In a cross-sectional or longitudinal context, select a set of decision rules to combine responses to multiple categories from a check-all-that-apply survey question into a single variable.
Usage
cata_code(
data,
id,
categ,
resp,
approach,
endorse = 1,
time = NULL,
priority = NULL,
new.name = "Variable",
multi.name = "Multiple",
sep = "-"
)Arguments
- data
A data frame with one row for each
id(bytime, if specified) by category combination. Ifdataare currently in "wide" format where each response category is its own column, usecata_prep()first to transformdatainto the proper format. See Examples.- id
The column in
datato uniquely identify each participant.- categ
Unquoted column in
dataindicating the check-all-that apply category labels.- resp
Unquoted column in
dataindicating the check-all-that apply responses.- approach
One of "all", "counts", "multiple", "priority", or "mode". See Details.
- endorse
The value in
respindicating endorsement of the category incateg. This must be the same for all categories. Common values are 1 (default), "yes", TRUE, or 2 (for SPSS data).- time
The column in
datafor the time variable; used to reshape longitudinal data with multiple observations for eachid.- priority
Character vector of one or more categories in the
categcolumn indicating the order to prioritize response categories whenapproachis "priority" or "mode".- new.name
Character; column name for the created variable.
- multi.name
Character; value given to participants with multiple category endorsements when
approach %in% c("multiple", "priority", "mode").- sep
Character; separator to use between values when
approach = "all".
Details
For all approach options, participants with missing data for all categories in categ are removed and not present in the output.

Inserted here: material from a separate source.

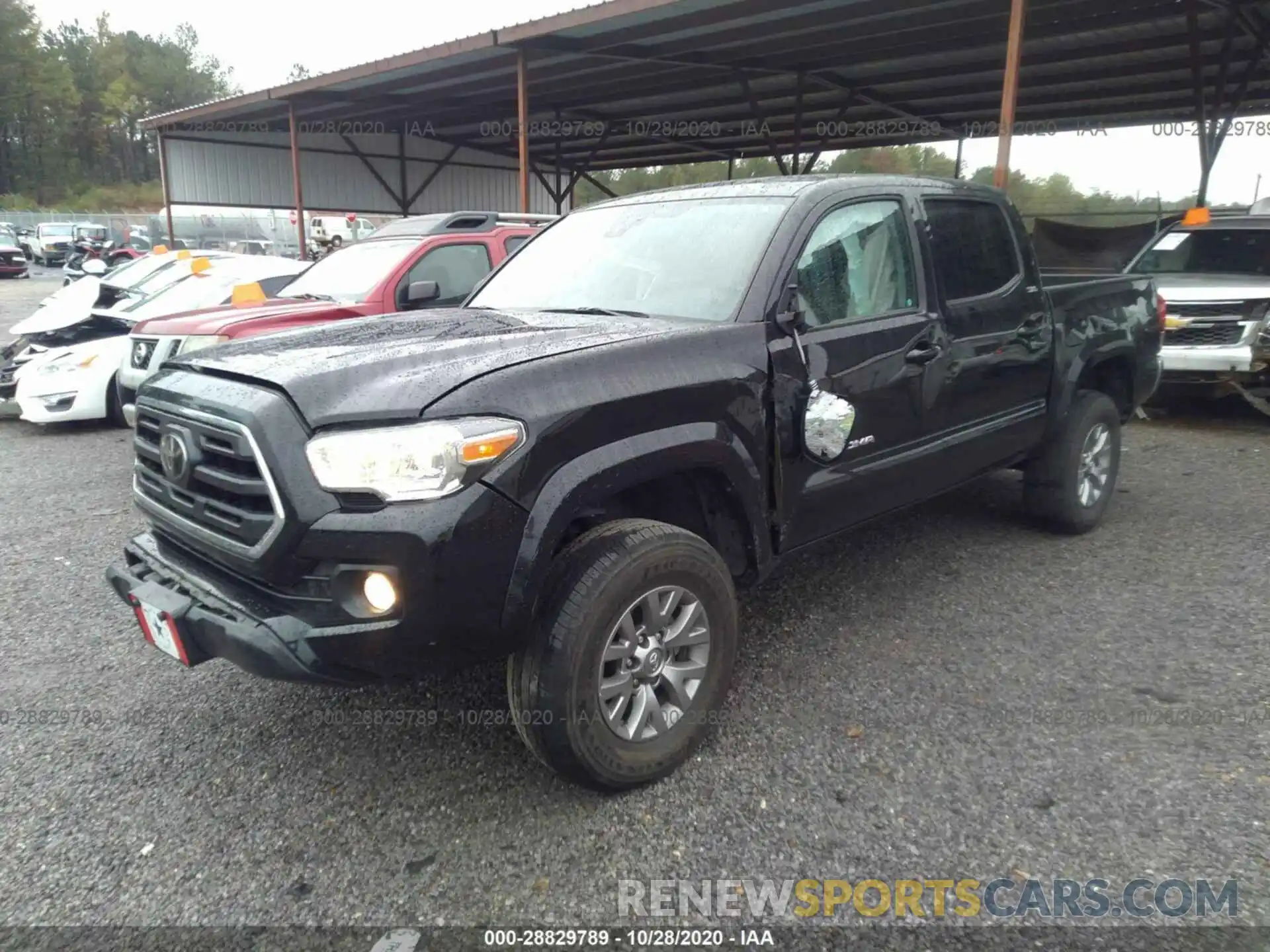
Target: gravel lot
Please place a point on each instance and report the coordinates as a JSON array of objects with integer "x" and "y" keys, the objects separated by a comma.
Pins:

There are two options for approach that provide summary information rather than a single code for each id.
"all" returns a data frame with new.name variable comprised of all categories
endorsed by separated by sep. The time argument is ignored when approach = "all". Rather,
if data includes a column for time, then output includes a row for each id at each time point.
This approach is a useful exploratory first step for identifying all of the response patterns present in the data.
"counts" is only relevant for longitudinal data and returns a data frame with the number of times an id endorsed
a category. Only categories with >= 1 endorsement are included for a particular id. As with "all", the time argument
is ignored and instead assumes data is in longer format with a row for each id by time combination. If not,
the column of counts will be 1 for all rows.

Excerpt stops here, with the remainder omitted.